Tactic #1: Never try to get even. Leave things with God who rights every wrong in due time. Make a different choice.
Tactic #2: Treat your enemy just the opposite from the way he has treated you. Don't repay evil for evil (Romans 12:17). Refuse to get even; overcome evil with good.
In Robert Peterson's biography of Robert Chapman: Apostle of Love, he relates a story from the much beloved 19th century British pastor. It beautifully illustrates the power of overcoming love.
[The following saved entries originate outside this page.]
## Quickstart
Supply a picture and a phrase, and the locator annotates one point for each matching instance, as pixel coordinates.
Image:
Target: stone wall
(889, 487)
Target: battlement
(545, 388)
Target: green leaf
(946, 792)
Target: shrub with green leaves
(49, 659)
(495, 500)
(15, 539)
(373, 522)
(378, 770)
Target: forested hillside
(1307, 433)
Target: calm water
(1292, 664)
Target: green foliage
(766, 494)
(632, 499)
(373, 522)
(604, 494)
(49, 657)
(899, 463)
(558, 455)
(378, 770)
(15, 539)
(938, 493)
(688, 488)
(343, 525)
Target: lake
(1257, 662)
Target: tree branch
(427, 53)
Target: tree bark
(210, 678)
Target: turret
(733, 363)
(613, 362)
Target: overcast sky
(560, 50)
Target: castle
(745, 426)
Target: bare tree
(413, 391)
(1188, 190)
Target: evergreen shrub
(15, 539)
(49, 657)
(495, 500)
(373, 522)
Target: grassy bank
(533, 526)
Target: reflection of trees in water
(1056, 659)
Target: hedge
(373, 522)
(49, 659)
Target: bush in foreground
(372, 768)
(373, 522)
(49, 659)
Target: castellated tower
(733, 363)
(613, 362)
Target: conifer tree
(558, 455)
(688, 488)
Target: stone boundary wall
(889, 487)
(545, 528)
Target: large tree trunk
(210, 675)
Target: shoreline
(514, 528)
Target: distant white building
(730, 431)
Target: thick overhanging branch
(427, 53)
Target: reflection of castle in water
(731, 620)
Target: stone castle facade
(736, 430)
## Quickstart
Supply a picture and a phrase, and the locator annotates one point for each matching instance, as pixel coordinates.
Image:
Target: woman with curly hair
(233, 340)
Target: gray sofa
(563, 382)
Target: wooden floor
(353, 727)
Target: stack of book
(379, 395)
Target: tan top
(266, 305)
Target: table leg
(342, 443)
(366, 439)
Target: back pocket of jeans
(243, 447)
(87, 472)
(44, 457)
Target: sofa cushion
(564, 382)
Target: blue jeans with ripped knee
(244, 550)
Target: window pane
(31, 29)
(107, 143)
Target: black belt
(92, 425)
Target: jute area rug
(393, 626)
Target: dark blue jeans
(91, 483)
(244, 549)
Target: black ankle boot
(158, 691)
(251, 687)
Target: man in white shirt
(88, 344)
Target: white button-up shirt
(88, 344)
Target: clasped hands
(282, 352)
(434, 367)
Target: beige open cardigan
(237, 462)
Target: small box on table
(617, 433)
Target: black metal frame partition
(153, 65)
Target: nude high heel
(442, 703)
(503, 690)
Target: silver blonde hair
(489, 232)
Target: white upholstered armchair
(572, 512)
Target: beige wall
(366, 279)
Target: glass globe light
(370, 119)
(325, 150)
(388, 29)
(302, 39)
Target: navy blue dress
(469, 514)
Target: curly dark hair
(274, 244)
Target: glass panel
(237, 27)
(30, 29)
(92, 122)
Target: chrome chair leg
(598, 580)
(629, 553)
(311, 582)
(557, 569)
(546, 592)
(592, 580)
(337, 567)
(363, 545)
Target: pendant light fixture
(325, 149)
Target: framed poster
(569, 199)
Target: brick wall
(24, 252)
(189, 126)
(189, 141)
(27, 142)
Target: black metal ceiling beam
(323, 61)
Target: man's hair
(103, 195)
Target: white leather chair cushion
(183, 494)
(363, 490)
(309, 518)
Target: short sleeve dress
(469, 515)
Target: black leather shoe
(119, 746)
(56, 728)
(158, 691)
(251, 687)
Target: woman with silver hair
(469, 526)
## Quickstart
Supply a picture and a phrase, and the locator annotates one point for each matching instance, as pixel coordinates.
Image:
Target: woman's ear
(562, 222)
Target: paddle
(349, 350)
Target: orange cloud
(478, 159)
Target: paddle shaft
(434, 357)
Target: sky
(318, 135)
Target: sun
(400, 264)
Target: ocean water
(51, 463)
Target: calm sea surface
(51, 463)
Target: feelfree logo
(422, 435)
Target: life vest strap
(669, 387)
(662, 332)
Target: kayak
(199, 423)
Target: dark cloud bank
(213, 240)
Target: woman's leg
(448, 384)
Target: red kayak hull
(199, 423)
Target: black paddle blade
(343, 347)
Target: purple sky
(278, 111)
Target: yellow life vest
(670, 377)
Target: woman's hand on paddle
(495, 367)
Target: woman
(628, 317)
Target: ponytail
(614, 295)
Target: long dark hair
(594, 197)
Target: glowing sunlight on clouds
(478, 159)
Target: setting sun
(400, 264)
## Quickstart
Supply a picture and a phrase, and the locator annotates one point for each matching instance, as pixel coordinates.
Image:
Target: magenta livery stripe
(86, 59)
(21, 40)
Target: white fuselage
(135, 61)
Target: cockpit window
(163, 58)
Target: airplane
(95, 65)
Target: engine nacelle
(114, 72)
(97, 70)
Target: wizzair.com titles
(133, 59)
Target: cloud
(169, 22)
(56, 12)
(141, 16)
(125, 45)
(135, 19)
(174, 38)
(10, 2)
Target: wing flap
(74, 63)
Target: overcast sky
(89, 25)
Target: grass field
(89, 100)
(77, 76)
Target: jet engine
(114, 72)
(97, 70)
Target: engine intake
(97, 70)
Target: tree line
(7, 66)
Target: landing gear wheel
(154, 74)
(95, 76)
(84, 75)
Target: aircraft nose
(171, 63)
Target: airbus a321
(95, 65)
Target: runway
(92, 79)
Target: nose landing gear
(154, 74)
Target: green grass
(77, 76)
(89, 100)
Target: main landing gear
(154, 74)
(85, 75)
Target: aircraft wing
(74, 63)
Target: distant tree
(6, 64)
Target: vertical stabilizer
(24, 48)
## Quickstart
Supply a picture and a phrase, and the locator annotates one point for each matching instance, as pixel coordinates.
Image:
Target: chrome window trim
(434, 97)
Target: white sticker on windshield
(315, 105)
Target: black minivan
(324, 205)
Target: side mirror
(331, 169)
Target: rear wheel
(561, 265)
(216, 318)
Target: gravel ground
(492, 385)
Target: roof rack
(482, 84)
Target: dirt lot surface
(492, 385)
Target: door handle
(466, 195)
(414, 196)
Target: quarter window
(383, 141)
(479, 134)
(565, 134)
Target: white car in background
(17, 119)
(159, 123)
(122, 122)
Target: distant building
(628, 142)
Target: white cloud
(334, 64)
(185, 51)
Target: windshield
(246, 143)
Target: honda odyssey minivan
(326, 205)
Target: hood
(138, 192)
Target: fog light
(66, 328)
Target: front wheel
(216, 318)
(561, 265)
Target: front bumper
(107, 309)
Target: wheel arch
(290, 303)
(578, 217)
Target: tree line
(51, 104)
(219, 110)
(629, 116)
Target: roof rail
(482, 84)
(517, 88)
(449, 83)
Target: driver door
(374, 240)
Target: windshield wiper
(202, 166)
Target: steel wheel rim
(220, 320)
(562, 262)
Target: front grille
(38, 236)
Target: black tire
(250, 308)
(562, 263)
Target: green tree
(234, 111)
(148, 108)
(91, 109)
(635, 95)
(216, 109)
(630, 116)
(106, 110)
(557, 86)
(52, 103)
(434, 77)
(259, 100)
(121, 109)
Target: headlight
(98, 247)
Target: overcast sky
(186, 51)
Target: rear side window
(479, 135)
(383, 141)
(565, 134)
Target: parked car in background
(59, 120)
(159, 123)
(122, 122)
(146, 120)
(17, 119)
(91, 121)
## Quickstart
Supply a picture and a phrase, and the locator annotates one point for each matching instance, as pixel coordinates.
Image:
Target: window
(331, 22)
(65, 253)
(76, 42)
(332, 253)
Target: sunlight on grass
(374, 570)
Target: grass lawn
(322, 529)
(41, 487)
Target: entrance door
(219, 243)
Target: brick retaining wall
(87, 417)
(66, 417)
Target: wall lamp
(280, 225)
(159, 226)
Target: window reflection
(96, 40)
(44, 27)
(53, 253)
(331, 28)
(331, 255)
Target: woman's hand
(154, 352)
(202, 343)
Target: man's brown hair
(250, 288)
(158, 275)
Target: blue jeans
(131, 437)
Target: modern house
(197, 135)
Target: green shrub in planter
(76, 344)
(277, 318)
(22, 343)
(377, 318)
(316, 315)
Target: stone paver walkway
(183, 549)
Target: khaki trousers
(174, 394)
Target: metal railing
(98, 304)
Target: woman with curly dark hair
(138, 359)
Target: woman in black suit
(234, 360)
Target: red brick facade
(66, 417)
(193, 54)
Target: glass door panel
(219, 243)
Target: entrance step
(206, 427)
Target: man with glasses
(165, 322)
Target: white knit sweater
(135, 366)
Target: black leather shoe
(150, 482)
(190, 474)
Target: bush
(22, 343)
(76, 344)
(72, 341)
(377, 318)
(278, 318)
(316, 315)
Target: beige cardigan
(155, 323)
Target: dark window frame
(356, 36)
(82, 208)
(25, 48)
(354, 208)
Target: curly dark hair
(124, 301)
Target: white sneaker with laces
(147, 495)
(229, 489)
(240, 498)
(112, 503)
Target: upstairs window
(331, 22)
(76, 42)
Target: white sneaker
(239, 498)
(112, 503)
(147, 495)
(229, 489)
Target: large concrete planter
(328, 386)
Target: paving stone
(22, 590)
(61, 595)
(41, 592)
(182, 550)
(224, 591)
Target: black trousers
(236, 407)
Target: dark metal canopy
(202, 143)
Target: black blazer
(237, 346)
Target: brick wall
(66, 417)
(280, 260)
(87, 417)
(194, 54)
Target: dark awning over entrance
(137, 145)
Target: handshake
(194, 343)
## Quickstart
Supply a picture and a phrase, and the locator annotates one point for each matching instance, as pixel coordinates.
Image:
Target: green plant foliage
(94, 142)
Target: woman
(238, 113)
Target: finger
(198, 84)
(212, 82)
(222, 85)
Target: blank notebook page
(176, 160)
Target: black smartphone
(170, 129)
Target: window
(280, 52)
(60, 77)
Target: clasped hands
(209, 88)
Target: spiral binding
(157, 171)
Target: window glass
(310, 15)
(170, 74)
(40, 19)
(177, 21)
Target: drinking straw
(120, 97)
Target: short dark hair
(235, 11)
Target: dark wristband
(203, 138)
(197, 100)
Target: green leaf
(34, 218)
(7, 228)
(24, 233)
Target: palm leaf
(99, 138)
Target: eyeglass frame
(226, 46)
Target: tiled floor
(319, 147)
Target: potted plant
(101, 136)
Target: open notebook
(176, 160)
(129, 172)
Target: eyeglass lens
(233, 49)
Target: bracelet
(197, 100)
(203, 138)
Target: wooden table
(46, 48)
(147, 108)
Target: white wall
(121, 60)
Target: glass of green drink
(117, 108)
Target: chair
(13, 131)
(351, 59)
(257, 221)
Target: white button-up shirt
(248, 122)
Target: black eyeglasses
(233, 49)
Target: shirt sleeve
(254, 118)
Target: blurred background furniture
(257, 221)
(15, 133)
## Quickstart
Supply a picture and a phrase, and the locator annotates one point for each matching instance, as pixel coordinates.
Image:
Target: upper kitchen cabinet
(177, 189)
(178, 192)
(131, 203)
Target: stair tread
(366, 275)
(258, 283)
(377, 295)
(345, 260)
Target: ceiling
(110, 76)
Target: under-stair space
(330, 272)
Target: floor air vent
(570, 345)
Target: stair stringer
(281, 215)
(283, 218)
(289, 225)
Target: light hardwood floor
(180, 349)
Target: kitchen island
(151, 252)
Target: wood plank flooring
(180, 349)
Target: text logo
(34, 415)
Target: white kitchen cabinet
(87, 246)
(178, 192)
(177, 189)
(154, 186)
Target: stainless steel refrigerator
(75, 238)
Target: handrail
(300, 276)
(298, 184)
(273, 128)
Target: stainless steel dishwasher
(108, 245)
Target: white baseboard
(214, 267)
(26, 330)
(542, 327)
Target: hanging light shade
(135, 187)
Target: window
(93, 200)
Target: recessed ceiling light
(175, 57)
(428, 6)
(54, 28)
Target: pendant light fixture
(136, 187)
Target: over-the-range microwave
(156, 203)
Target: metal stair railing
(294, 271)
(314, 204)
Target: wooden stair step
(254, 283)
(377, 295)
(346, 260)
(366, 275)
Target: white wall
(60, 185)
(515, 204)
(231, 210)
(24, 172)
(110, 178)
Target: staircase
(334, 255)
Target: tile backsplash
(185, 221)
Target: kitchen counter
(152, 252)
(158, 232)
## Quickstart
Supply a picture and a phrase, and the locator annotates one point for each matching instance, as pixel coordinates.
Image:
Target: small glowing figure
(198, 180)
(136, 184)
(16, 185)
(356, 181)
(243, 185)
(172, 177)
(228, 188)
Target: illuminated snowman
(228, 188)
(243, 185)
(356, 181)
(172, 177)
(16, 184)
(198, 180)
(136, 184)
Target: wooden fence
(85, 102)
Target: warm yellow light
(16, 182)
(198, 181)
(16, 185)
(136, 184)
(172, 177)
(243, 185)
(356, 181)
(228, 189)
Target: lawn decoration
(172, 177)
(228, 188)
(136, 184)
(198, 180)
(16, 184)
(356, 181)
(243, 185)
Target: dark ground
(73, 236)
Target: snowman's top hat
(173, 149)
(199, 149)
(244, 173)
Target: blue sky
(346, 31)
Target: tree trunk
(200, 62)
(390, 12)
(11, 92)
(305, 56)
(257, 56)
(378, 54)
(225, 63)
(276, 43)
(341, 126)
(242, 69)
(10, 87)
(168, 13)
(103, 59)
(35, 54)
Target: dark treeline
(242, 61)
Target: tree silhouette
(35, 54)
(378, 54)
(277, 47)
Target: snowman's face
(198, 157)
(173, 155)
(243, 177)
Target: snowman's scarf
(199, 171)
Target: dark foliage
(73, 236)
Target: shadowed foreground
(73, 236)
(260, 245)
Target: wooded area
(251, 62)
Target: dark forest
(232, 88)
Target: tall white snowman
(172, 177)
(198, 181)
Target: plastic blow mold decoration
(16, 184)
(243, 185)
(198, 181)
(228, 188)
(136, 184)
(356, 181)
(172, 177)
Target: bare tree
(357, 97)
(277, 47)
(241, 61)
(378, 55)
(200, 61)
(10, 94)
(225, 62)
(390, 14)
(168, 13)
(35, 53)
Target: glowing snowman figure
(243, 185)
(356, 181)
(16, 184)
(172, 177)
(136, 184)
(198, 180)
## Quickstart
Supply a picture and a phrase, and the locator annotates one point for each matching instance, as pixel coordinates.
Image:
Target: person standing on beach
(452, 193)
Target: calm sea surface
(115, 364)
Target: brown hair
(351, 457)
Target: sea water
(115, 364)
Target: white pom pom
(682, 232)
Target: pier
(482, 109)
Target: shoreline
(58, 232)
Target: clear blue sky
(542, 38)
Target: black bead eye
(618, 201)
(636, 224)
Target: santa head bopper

A grocer in Barnstaple became so upset when Chapman was preaching in the open air that he strode up to where Chapman was standing and spit on him. Later one of Robert's wealthy relatives came to Barnstaple to visit him and to try and understand his activities. Arriving by horse-drawn cab at the address given to him, the relative at first would not believe that Chapman lived in such a simple abode in such a poor neighborhood. Chapman ushered him into the clean but simple interior and explained what living in dependence on the Lord meant and how the Lord had provided for all his needs. The relative asked if he could purchase groceries for him. Chapman gladly assented, but stipulated that he must buy the food from a certain grocer. The relative went there, made a large purchase, and paid the bill. When the grocer learned that the food was to be delivered to R. C. Chapman, he said that the visitor must have come to the wrong shop. Chapman's relative, however, replied that Chapman himself had specifically directed him to that shop. The grocer, who had viciously attacked and castigated Chapman for years, broke down in tears. Soon he came to Chapman's house, asked forgiveness, and yielded his life to Christ.
Perhaps we can't truly say we've done all we possibly can as peacemakers until we heap some burning coals of good on the head that spits on us.
Where might you need to elevate your peacemaking efforts to one of overcoming love?